## Cross Base Evaluation-output CSV
This notebook aims to examine the data status across all databases before initiating the data cleaning process. To understand which feature classes contain data or values within each database.

#### import necessary packages

In [3]:
import os
import csv
import arcpy
import pandas as pd

### Check the feature class in all GDBs

In this step, the goal is to output the data status in each database:
1. Feature Class: Identifying the feature class present in each database.
2. Type: Specifying the type of the feature class.
3. Feature Dataset: Easier identification of the location where the feature class is stored.
4. Presented: Indicating if the geodatabase (GDB) has this feature class and has a value ("1"), if the GDB has the feature class but no value ("0"), and if the GDB doesn't have this feature class, the cell is left blank.
5. Feature Count: Showing the number of data entries in each feature class.
6. Percentage of Non-NULL Fields, Number of Non-NULL Values, Number of NULL Values, Number of Total Values, Number of Fields: These five columns provide insights into the distribution of values and non-values within each feature class.

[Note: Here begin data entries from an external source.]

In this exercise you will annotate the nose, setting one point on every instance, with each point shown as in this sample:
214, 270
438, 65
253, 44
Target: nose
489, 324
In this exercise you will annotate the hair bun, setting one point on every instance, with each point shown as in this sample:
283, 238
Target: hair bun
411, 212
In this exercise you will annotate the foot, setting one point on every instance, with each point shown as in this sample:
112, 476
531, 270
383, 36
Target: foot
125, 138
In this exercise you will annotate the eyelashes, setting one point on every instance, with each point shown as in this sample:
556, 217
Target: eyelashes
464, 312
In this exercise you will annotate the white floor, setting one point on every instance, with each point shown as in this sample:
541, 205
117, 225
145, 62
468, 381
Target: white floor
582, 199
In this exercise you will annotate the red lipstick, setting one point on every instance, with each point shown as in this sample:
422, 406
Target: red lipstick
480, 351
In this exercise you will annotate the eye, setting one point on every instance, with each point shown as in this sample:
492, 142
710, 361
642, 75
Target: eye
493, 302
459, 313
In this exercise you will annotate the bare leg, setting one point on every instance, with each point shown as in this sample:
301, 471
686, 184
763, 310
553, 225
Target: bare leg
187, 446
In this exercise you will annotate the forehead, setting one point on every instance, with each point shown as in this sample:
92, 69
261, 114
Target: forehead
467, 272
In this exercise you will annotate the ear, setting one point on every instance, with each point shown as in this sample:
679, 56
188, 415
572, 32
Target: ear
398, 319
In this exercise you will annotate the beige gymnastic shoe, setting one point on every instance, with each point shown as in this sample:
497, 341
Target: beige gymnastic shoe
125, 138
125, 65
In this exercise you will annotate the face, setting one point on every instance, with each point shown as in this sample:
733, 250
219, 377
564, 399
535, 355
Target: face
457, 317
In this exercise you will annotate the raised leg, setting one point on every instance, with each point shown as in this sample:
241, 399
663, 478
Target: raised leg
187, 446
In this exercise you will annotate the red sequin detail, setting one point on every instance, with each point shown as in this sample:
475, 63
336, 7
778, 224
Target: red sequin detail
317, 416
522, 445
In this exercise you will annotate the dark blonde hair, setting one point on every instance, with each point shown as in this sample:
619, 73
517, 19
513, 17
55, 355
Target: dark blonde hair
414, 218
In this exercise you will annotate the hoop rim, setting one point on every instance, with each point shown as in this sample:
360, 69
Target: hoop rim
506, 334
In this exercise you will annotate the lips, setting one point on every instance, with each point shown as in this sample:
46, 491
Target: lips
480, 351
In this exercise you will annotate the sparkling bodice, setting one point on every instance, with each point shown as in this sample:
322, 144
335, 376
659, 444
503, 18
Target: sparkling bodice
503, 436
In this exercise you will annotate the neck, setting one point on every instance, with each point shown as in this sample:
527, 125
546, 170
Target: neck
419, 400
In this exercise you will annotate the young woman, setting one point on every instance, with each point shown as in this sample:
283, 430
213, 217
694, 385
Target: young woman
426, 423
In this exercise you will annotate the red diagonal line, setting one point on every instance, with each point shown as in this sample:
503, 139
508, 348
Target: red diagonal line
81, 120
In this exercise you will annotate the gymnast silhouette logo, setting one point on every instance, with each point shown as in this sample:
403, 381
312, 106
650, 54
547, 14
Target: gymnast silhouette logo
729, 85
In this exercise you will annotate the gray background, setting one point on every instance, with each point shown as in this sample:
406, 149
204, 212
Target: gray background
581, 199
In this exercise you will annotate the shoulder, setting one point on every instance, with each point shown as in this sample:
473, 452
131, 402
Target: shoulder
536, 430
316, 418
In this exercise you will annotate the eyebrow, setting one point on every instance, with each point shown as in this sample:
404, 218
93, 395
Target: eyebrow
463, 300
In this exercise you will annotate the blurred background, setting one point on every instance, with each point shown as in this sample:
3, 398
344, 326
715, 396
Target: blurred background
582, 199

| Original                    | Rename                              |
|-----------------------------|-------------------------------------|
| AB201_JAN2024               | manu_dayek_agadez_2024-01          |
| Niamey_SDSFIE_311_Master_18MAY2023 | diori_hamani_niamey_2023-05   |
| CIP_311_AB201               | manu_dayek_agadez_2022-04          |
| Niamey_SDSFIE_311_Master_9Jan2023 | diori_hamani_niamey_2023-01   |
| Chebelley_40_MASTER         | chabelley_2023-03                   |
| SDSFIE_05Apr2023            | manda_bay_2023-04                   |
| Chebelley_40_MASTER_May2024_small  | chabelley_2024-05            |
| MandaBay_SDSFIE_40_MASTER_Small  | manda_bay_2024-05              |

In [5]:
def checkGDB(gdb_path, output_csv_path):
    arcpy.env.workspace = gdb_path
    
    # Extract the last part of the GDB path
    gdb_basename = os.path.basename(gdb_path)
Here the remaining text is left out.